At the junction of Friedensburg Road and Old Spies Church Road, about a half-mile past the former Stony Creek Mills in Lower Alsace Township, stands an interesting stone structure that prior to enlargement had been a horse stable. Before that, it was Ancona’s School.

In the days it served education, this was a modestly-sized one-room building. At the time it was built, probably in the 1850s, this locality was part of Alsace.

A few weeks after his 80th birthday in 1904 Sydenham Elnathan Ancona (for military service popularly known as Maj. Ancona), accepted the invitation of Miss Loulae (Lulu) Herr to speak to her pupils and parents at an evening program held at Ancona School. His talk was to deal with education as it existed there when he was a lad.

Incidentally, the building carried the Ancona name as the major’s father once owned land in the vicinity, including the lot where the schoolhouse was erected.

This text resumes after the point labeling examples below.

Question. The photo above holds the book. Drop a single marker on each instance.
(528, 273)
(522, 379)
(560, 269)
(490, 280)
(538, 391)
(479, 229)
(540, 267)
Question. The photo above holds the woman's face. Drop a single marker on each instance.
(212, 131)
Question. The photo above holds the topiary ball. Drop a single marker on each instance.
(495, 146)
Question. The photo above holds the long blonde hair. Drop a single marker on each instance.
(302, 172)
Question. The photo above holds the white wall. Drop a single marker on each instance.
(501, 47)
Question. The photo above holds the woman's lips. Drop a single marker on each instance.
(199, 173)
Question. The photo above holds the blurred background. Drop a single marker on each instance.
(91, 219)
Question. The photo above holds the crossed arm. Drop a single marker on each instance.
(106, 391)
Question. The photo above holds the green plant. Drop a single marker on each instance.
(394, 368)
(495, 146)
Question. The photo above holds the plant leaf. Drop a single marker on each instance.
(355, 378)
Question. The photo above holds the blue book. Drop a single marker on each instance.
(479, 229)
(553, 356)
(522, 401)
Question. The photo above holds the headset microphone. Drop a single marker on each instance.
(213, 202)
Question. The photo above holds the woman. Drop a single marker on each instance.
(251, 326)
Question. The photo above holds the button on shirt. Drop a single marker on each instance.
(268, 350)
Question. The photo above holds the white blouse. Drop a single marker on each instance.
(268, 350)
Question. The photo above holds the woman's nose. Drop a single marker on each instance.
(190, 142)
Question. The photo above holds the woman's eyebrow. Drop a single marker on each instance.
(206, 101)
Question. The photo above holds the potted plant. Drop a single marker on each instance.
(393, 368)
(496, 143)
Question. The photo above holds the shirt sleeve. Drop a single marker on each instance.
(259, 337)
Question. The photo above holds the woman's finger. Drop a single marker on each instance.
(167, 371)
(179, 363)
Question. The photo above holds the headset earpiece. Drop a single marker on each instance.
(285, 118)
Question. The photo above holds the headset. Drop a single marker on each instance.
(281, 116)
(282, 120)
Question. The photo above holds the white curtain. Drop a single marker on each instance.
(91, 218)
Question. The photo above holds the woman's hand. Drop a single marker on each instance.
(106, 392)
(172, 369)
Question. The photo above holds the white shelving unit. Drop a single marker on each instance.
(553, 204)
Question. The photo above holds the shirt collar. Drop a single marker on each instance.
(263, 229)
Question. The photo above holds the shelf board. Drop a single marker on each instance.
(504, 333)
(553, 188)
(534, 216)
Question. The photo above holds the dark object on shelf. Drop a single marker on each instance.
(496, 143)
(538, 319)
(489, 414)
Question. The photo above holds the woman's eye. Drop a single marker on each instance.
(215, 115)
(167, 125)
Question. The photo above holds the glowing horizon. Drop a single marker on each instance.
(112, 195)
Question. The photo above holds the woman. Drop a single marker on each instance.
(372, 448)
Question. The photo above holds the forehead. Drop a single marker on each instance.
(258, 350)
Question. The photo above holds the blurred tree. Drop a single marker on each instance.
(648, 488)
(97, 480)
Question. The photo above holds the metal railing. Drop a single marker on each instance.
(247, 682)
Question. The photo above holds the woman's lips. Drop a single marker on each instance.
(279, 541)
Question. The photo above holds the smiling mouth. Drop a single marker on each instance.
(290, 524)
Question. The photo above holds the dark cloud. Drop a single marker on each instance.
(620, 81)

Below: First Public Schoolhouse – The Ancona School was closed when the former lower Alsace Township School Board constructed this Victorian building at 1540 Friedensburg Road in Stony Creek Mills.  Initially, three teachers taught all subjects from grades one to eight. Just before the school closed in 1929, Marion Betz, Evelyn Haag and Martha Guckert taught grades one through four in the building.

Ancona School

Below: Sydenham Elnathan Ancona (November 20, 1824 – June 20, 1913) was born near Lititz, Pennsylvania. He moved to Berks County, Pennsylvania, in 1826 with his parents, who settled near Sculls Hill, Pennsylvania. He attended public and private schools, and taught school. He moved in 1856 to Reading, Pennsylvania, where he entered the employ of the Reading Company and served as a member of the Board of Education.

Sydenham Elnathan Ancona

Ancona was elected as a Democrat to the Thirty-seventh, Thirty-eighth, and Thirty-ninth Congresses. He was an unsuccessful candidate for renomination in 1866.

After leaving Congress, he became engaged in the trust, fire-insurance, and relief-association businesses in Reading.

He was engaged in banking and in the insurance business until his death in Reading in 1913. He is interred in Reading’s Charles Evans Cemetery.